The confidence of the results is robust against TF mode perturbation
Since the mode (positive or negative) is not guaranteed for all of the predicted connections regulated by the positive and negative TFs, it is important to examine the robustness of the confidence of the results under the assumption that positive TFs partially act as negative TFs and vice versa. For this purpose, we performed mode perturbation analyses by swapping the modes of the connections regulated by positive and negative TFs with proportions of 1%, 5%, 10%, 15% and 20%. As a result, we confirmed that the Z scores that were statistically significant in the results remained at statistically significant levels after the positive-negative mode perturbations of 1% through 20% (Figures 4 and 5). The changes in the Z scores were seemingly paradoxical for the antimotifs (Figure 5), i.e. the effecter-targeting FFCs composed of an originating repressor regulator with autoregulation and an intermediary regulator without autoregulation irrespective of the mode, because these confidence levels increased despite the perturbation procedures. This phenomenon is considered to be consistent with the main results based on the following reasoning. Regardless of which originating and intermediary regulators are perturbed to positive or negative, these perturbed FFCs come to fall into the category of the originating-only autoregulated FFCs regardless of the mode (Figure 1b). Therefore, the mode perturbation procedures move the confidence levels for these FFCs closer to the confidence level of the category of the originating-only autoregulated FFCs targeting effecters, the Z score of which is -1.911 (Figure 1b). The plots in Figure 5 show that the Z scores for these antimotif FFCs move closer to the value of -1.911 with an increase in the proportion of the mode-perturbed connections. These observations demonstrate that the confidence of the main results is robust against perturbation of the mode assignments of the positive and negative TFs.
Figure 4. The changes in Z scores for the overrepresented motifs under assumption of perturbed regulator modes. The changes in the Z scores are shown in plots with closed triangles along the proportions with which the TF modes of the connections were randomly swapped between positive and negative. This perturbation procedure was repeated ten times with each proportion of 1%, 5%, 10%, 15% and 20% for (a) DAR-FFCs, (b) coherent FFCs and (c) coherent type-1 FFCs. The results show that the Z scores remain at statistically significant levels with mode perturbation of 1% through 20%. The closed circle on each y-axis represents the Z score of the main results (i.e. without perturbation).

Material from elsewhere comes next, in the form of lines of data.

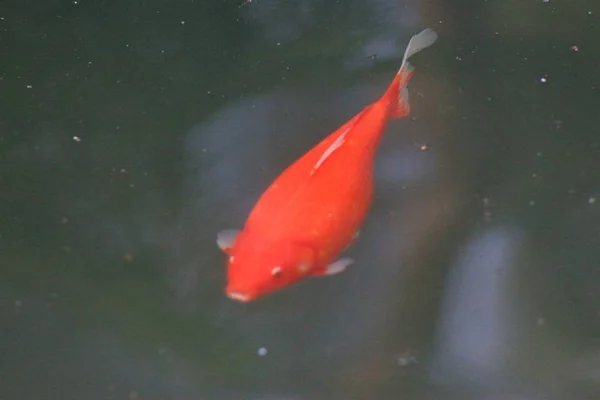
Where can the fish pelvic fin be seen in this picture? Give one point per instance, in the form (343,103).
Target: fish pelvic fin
(397,93)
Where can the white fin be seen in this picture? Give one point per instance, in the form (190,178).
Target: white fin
(226,238)
(419,42)
(333,147)
(338,266)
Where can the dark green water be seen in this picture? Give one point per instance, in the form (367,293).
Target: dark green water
(132,132)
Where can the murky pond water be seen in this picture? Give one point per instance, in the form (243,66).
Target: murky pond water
(131,133)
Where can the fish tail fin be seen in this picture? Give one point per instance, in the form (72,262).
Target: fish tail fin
(397,91)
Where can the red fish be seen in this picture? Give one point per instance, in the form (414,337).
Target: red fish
(313,211)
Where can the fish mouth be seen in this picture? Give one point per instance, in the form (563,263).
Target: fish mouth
(244,298)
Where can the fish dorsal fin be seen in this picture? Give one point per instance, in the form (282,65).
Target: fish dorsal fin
(329,151)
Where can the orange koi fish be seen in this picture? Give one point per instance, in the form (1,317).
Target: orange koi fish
(313,211)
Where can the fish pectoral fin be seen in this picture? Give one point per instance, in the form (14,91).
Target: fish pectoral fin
(226,239)
(335,267)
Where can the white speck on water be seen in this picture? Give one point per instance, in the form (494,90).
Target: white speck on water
(405,360)
(262,351)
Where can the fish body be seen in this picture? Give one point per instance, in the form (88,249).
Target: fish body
(313,210)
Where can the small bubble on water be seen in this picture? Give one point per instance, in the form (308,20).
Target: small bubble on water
(262,351)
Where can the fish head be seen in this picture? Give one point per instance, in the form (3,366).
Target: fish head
(255,270)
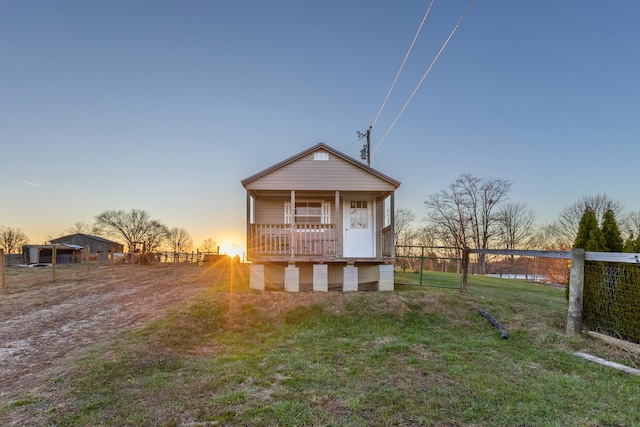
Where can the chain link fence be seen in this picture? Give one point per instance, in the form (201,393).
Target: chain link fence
(612,299)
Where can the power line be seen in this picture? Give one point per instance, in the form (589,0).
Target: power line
(402,65)
(424,76)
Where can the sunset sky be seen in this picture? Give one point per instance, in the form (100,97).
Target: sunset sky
(165,106)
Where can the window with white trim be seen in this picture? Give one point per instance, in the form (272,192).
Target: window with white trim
(308,212)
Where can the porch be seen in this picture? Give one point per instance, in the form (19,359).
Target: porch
(307,241)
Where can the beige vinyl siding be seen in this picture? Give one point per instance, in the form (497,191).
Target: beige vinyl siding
(269,211)
(309,174)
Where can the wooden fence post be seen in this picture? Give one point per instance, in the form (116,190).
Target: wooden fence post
(465,269)
(576,288)
(3,286)
(54,255)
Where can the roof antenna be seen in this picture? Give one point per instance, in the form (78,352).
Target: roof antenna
(365,153)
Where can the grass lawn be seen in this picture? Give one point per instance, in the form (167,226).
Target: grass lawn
(416,356)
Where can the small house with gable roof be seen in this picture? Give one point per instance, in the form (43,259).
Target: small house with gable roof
(320,220)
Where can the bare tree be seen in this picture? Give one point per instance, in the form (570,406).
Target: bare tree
(209,245)
(403,220)
(135,227)
(566,225)
(180,240)
(630,225)
(515,226)
(12,239)
(463,215)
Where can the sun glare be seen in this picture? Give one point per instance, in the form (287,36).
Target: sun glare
(232,249)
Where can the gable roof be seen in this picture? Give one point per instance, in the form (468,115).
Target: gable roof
(321,147)
(86,236)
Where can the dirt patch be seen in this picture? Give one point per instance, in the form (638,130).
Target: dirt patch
(44,324)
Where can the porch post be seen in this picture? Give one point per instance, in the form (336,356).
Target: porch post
(292,234)
(338,250)
(392,206)
(248,224)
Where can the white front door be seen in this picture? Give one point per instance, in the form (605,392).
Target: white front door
(358,228)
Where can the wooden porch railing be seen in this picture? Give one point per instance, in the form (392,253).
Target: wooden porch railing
(387,242)
(305,239)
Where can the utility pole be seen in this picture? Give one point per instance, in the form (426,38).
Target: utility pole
(365,153)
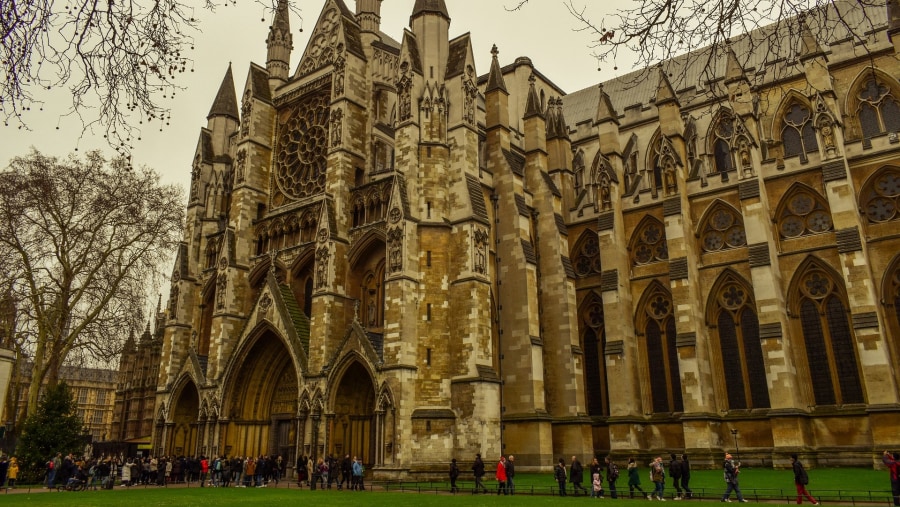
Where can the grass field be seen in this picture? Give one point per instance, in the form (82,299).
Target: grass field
(831,486)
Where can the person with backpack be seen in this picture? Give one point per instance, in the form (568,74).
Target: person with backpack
(559,473)
(596,479)
(454,474)
(801,479)
(675,474)
(612,475)
(658,477)
(686,477)
(634,480)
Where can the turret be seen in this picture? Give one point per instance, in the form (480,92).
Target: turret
(368,15)
(280,43)
(431,25)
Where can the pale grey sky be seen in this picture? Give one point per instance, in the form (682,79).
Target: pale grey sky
(543,31)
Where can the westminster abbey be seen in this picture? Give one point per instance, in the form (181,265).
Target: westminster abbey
(391,254)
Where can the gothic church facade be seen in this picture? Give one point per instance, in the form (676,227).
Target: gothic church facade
(389,256)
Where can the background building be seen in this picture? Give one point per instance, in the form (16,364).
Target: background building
(388,255)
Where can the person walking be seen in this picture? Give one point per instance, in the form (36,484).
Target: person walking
(892,461)
(510,474)
(478,472)
(596,479)
(576,476)
(732,471)
(454,474)
(612,475)
(658,476)
(501,476)
(801,479)
(12,473)
(686,477)
(675,474)
(559,473)
(634,479)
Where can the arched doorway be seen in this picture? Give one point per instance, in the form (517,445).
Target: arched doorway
(262,401)
(184,437)
(354,413)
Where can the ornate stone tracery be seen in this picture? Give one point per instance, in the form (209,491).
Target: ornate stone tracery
(300,155)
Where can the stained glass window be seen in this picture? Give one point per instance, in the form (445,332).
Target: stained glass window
(830,349)
(804,213)
(880,198)
(798,134)
(649,243)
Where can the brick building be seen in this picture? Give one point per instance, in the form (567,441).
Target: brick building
(391,256)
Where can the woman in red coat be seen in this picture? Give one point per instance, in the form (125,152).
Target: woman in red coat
(501,476)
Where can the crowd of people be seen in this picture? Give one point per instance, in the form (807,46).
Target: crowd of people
(348,473)
(220,471)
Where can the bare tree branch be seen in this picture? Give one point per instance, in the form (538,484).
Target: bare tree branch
(120,60)
(84,238)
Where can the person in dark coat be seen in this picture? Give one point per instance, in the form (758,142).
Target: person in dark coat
(478,472)
(686,477)
(675,474)
(454,474)
(801,480)
(576,476)
(559,473)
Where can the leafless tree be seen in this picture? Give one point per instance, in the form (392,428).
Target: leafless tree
(118,59)
(84,238)
(696,33)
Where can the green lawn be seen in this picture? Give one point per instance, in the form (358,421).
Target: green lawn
(832,486)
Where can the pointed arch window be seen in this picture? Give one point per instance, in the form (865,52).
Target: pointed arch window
(797,134)
(737,328)
(661,352)
(723,133)
(803,212)
(828,340)
(593,344)
(649,243)
(587,255)
(879,109)
(880,197)
(723,229)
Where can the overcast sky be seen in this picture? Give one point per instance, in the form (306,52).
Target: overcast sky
(544,31)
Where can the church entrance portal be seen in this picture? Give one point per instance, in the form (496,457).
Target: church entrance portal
(184,436)
(354,413)
(262,402)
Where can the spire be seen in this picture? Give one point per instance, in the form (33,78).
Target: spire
(429,6)
(226,100)
(279,43)
(532,102)
(562,129)
(495,77)
(664,91)
(368,15)
(809,45)
(733,68)
(129,342)
(605,109)
(146,336)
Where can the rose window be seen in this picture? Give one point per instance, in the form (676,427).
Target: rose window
(300,157)
(881,198)
(724,229)
(804,214)
(650,244)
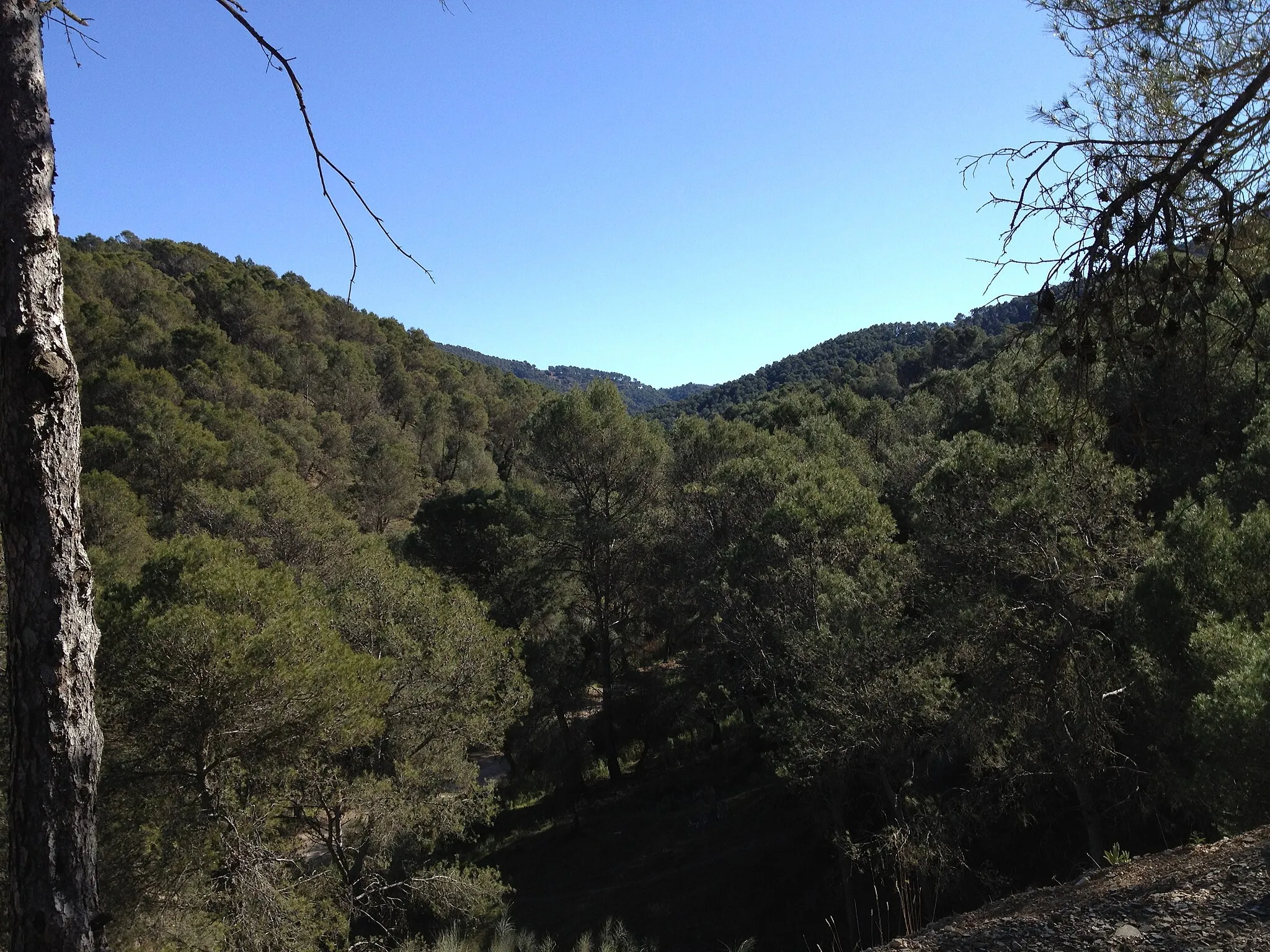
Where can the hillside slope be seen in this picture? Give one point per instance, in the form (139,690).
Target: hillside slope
(1192,897)
(838,358)
(639,397)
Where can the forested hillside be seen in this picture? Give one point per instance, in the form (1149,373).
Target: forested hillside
(854,357)
(638,397)
(394,643)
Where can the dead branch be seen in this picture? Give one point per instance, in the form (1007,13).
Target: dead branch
(283,65)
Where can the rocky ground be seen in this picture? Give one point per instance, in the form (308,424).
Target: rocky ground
(1214,896)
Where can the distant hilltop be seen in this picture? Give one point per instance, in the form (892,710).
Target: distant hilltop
(824,362)
(638,397)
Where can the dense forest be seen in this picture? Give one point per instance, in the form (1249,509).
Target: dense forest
(398,645)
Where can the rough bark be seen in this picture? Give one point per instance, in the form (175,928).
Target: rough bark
(606,695)
(52,638)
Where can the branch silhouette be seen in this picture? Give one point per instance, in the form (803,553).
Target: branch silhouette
(283,65)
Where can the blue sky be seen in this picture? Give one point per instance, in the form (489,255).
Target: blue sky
(677,191)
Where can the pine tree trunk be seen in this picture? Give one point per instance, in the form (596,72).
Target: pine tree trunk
(606,695)
(52,639)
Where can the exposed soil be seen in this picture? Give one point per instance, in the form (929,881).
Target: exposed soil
(1213,896)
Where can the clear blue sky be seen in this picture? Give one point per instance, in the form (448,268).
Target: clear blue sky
(681,191)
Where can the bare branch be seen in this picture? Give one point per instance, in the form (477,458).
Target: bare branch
(283,65)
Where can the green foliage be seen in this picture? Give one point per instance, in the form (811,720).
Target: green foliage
(975,601)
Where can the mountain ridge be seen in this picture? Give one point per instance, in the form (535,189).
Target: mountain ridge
(639,397)
(830,359)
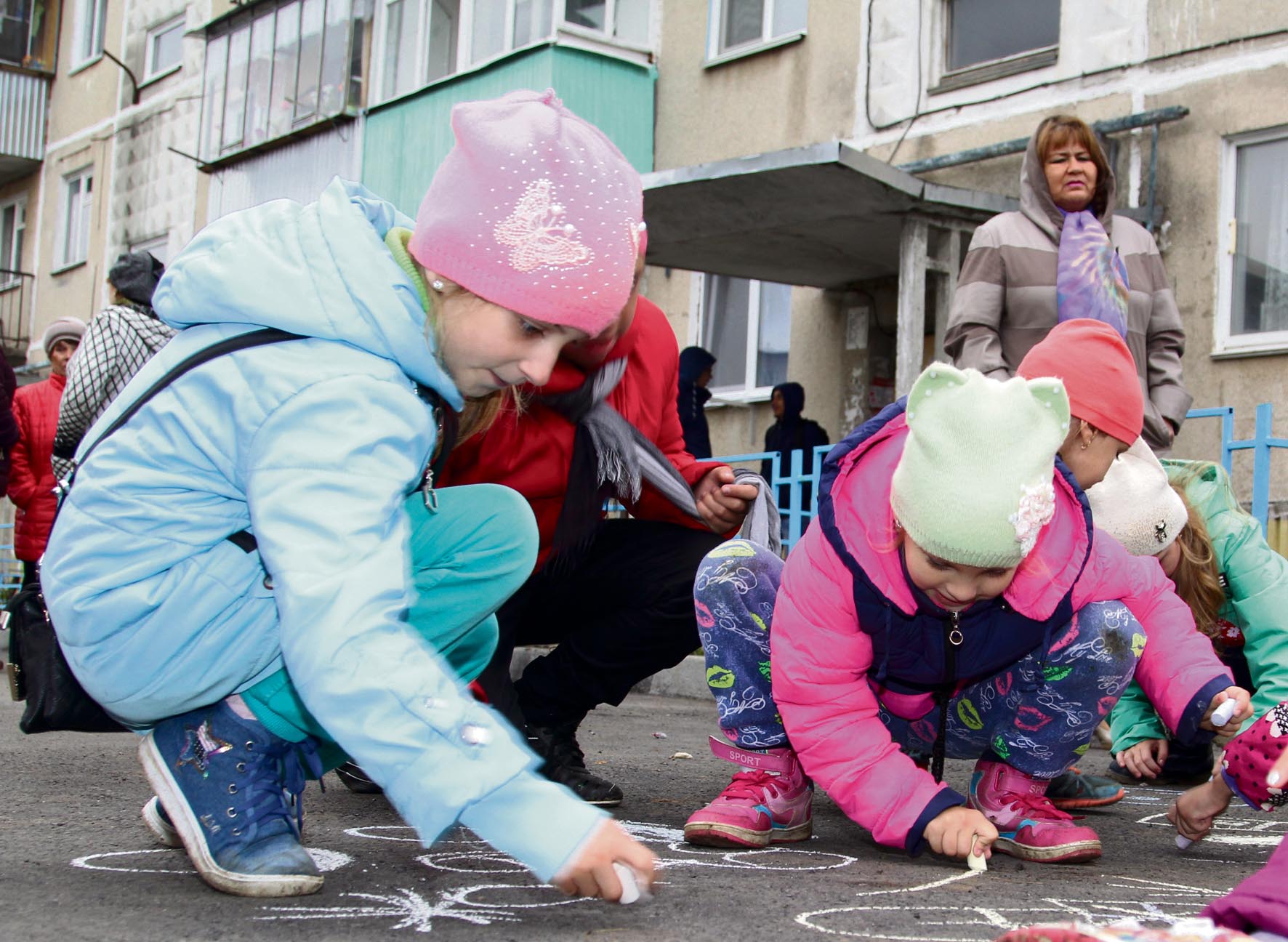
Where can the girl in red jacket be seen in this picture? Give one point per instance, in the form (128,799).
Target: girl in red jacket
(31,476)
(952,600)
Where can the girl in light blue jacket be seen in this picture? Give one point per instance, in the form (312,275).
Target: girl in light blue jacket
(255,566)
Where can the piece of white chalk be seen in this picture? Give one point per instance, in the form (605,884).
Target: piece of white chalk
(1224,713)
(632,888)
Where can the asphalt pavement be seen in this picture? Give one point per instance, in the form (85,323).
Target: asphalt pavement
(78,864)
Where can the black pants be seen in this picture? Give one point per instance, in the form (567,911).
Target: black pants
(621,615)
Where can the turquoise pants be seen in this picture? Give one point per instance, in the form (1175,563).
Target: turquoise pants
(467,560)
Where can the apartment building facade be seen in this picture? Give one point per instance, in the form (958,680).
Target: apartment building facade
(799,226)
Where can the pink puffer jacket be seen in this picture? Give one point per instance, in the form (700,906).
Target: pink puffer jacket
(822,659)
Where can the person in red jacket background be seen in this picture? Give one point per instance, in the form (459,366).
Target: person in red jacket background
(617,595)
(31,476)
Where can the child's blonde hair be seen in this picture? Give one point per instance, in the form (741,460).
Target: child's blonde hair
(477,415)
(1197,575)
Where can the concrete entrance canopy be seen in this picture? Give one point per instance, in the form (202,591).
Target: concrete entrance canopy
(824,215)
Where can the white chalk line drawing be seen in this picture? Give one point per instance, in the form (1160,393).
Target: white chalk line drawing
(325,860)
(414,911)
(1151,901)
(1263,830)
(478,903)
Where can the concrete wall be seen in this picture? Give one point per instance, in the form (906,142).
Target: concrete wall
(795,94)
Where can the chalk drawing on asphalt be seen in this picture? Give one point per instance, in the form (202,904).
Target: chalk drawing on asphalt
(174,861)
(1255,829)
(1148,901)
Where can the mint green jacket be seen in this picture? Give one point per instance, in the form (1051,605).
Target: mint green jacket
(1256,601)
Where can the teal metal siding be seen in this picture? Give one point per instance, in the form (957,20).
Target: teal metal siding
(406,140)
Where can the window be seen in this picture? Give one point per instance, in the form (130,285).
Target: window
(164,49)
(277,70)
(1255,262)
(996,38)
(427,40)
(73,225)
(738,26)
(746,325)
(13,226)
(90,23)
(625,21)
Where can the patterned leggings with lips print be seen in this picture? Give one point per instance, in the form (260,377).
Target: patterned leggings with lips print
(1039,714)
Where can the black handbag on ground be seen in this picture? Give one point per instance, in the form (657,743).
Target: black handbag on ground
(38,669)
(39,673)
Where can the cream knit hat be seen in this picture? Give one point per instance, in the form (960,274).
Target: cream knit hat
(1136,504)
(974,485)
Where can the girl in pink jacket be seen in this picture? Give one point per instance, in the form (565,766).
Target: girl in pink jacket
(954,598)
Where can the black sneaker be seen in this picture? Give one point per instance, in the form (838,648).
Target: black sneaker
(355,780)
(565,763)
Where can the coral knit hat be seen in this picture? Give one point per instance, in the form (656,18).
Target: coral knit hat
(1099,374)
(536,210)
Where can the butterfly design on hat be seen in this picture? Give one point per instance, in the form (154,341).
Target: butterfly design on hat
(536,236)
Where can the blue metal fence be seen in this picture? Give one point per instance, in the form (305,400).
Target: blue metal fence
(797,517)
(1261,442)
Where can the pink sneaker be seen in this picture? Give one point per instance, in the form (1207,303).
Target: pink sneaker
(767,803)
(1031,828)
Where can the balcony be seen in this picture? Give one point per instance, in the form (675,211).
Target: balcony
(15,315)
(23,102)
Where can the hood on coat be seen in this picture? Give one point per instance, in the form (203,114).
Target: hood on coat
(1036,200)
(693,361)
(861,502)
(318,270)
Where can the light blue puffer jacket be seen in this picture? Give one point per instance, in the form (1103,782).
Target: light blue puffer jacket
(313,445)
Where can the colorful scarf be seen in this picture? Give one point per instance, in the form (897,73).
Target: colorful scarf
(1091,278)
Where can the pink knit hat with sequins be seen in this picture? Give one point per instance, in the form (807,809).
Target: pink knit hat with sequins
(535,210)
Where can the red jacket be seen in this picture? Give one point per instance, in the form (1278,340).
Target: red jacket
(534,454)
(31,477)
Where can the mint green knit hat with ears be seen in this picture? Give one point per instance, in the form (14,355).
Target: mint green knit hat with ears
(974,482)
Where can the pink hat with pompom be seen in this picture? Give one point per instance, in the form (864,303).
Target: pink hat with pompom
(535,210)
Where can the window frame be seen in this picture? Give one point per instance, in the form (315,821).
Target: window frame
(947,79)
(20,227)
(1226,345)
(768,40)
(607,35)
(90,15)
(150,71)
(84,214)
(750,391)
(222,101)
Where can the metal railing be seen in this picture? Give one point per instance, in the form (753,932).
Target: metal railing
(1261,442)
(15,313)
(797,517)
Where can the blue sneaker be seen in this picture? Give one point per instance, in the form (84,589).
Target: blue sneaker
(223,783)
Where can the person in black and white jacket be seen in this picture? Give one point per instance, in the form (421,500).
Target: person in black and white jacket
(118,343)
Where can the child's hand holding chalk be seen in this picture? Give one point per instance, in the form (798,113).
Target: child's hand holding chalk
(1226,715)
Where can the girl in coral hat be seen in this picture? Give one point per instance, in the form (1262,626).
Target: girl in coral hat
(954,600)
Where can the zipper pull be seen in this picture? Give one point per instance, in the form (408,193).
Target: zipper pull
(956,635)
(427,490)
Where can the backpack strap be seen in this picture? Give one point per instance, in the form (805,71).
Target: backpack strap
(255,338)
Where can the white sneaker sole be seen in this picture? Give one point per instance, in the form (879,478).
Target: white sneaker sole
(195,843)
(160,828)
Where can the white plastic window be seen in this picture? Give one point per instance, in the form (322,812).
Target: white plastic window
(746,25)
(1254,310)
(78,205)
(746,326)
(164,48)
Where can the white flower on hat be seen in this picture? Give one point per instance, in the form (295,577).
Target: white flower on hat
(1037,508)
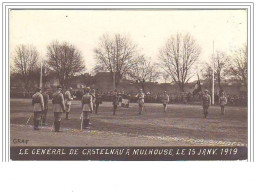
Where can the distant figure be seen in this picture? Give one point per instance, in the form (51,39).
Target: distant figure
(206,102)
(141,97)
(58,107)
(68,100)
(115,101)
(165,100)
(222,101)
(46,100)
(98,101)
(87,108)
(93,94)
(38,107)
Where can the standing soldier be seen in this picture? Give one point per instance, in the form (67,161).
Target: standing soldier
(115,101)
(58,108)
(98,101)
(140,97)
(206,102)
(46,100)
(68,99)
(93,98)
(87,108)
(165,100)
(222,101)
(38,107)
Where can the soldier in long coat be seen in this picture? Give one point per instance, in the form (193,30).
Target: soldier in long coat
(206,102)
(222,101)
(38,107)
(140,97)
(165,100)
(58,108)
(68,100)
(87,108)
(115,101)
(98,101)
(46,100)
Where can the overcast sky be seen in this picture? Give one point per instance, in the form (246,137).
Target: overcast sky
(148,29)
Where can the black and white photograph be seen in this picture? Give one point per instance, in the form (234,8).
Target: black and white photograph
(128,83)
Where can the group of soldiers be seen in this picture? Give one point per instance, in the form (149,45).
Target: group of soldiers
(91,100)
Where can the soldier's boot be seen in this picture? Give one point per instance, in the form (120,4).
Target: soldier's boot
(34,121)
(84,124)
(36,124)
(87,124)
(43,121)
(56,126)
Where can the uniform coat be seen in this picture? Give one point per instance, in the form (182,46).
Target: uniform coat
(38,102)
(58,102)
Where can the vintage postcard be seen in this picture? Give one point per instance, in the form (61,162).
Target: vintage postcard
(129,83)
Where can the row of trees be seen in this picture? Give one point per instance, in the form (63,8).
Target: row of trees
(121,57)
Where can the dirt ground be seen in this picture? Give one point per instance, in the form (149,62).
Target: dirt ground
(182,125)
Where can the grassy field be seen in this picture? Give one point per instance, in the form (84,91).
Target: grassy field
(181,125)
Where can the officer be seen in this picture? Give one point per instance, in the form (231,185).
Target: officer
(98,101)
(38,107)
(115,101)
(206,102)
(165,100)
(68,99)
(46,100)
(222,101)
(92,92)
(140,97)
(58,108)
(87,108)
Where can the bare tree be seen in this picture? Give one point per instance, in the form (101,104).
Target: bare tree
(115,54)
(144,71)
(238,67)
(26,65)
(221,62)
(178,56)
(65,60)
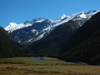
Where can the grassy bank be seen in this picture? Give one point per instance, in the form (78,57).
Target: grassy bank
(18,66)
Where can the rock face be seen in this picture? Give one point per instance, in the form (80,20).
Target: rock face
(33,30)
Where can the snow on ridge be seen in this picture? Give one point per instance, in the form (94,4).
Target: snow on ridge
(56,22)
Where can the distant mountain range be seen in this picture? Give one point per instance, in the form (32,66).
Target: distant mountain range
(35,29)
(73,38)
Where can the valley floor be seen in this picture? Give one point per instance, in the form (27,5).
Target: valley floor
(44,68)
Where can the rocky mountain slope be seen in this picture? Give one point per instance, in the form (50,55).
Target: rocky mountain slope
(33,30)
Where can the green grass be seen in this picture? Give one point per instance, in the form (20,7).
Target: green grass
(21,60)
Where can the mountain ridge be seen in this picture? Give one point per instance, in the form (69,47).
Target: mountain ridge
(38,29)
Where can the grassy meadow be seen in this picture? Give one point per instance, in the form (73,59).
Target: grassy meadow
(18,66)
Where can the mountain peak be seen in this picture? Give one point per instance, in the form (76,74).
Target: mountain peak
(63,16)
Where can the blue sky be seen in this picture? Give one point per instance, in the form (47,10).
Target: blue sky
(19,11)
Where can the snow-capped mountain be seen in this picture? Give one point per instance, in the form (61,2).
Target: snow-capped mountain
(35,29)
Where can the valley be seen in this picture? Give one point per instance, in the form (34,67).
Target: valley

Figure 5. The changes in Z scores for the antimotifs under assumption of perturbed regulator modes. The changes in the Z scores are shown in plots with closed triangles along the proportions with which the TF modes of the connections were randomly swapped between positive and negative. This perturbation procedure was repeated ten times with each proportion of 1%, 5%, 10%, 15% and 20% for (a) antimotif N-N targeting effecters, i.e. effecter-targeting FFCs composed of an originating repressor regulator with autoregulation and an intermediary repressor regulator without autoregulation, and (b) antimotif N-P targeting effectors, i.e. effecter-targeting FFCs composed of an originating repressor regulator with autoregulation and an intermediary activator regulator without autoregulation. The plots show that the confidence levels represented by the Z scores increase despite the mode perturbation procedure. This seemingly paradoxical phenomenon is attributable to the fact that, even if the mode is perturbed, both the antimotif N-N and antimotif N-P targeting effectors come to fall into the category of the originating-only autoregulated FFCs targeting effecters. Therefore, the mode perturbation procedures move the confidence levels for these FFCs closer to the confidence level of the category of the originating-only autoregulated FFCs targeting effecters, the Z score of which is -1.911 (see Figure 1b). The closed circle on each y-axis represents the Z score of the main results (i.e. without perturbation).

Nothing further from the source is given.